For the first question, if a^2 divides b^2, then b^2=(a^2)c where c is some integer
c=(b^2)/(a^2)
c=(b/a)^2
The answers in the back say that it is enough to show that c is a perfect square, but I don't see how that's sufficient. If c is a perfect square, then c is an integer, which implies that a^2 divides b^2, which we already knew.

No idea where to go for the second question. The same strategy doesn't seem to work.

 

[Fightfish]

It might help to try to establish this fact: the square root of an integer is either an integer or an irrational number.

 

[PeroK]

Homework Statement

If a^2 divides b^2, then a divides b
Also
If a^2 divides b^3, then a divides b

Homework Equations

The Attempt at a Solution

For the first question, if a^2 divides b^2, then b^2=(a^2)c where c is some integer
c=(b^2)/(a^2)
c=(b/a)^2
The answers in the back say that it is enough to show that c is a perfect square, but I don't see how that's sufficient.
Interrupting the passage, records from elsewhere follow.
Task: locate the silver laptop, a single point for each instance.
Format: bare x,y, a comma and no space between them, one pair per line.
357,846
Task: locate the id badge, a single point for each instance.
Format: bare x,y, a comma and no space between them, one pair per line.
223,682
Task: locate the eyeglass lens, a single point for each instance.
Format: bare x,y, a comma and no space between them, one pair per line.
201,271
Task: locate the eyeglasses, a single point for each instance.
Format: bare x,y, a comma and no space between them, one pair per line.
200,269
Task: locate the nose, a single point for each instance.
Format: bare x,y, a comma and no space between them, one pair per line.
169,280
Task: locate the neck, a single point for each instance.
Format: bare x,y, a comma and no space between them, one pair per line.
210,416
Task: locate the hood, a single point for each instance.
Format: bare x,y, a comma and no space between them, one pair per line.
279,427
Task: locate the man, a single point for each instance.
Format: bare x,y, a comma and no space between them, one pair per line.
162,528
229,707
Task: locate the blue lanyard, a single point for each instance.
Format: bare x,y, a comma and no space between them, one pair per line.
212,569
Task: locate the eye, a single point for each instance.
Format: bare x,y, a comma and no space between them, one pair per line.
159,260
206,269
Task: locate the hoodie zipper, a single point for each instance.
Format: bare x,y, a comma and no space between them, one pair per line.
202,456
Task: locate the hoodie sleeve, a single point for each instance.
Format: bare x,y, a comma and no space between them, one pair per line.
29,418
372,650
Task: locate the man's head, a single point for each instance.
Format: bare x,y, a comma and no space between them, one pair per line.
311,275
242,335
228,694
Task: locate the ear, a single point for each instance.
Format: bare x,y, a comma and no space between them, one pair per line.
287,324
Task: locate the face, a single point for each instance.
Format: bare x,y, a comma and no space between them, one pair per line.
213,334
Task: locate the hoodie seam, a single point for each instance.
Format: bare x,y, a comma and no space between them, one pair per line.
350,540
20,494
If c is a perfect square, then c is an integer, which implies that a^2 divides b^2, which we already knew.

No idea where to go for the second question. The same strategy doesn't seem to work.

A more general approach to those problems would start with:

Let $p$ be a prime divisor of $a$ of order $n$.

 

[PeroK]

No idea where to go for the second question. The same strategy doesn't seem to work.

You could try to find a counterexample!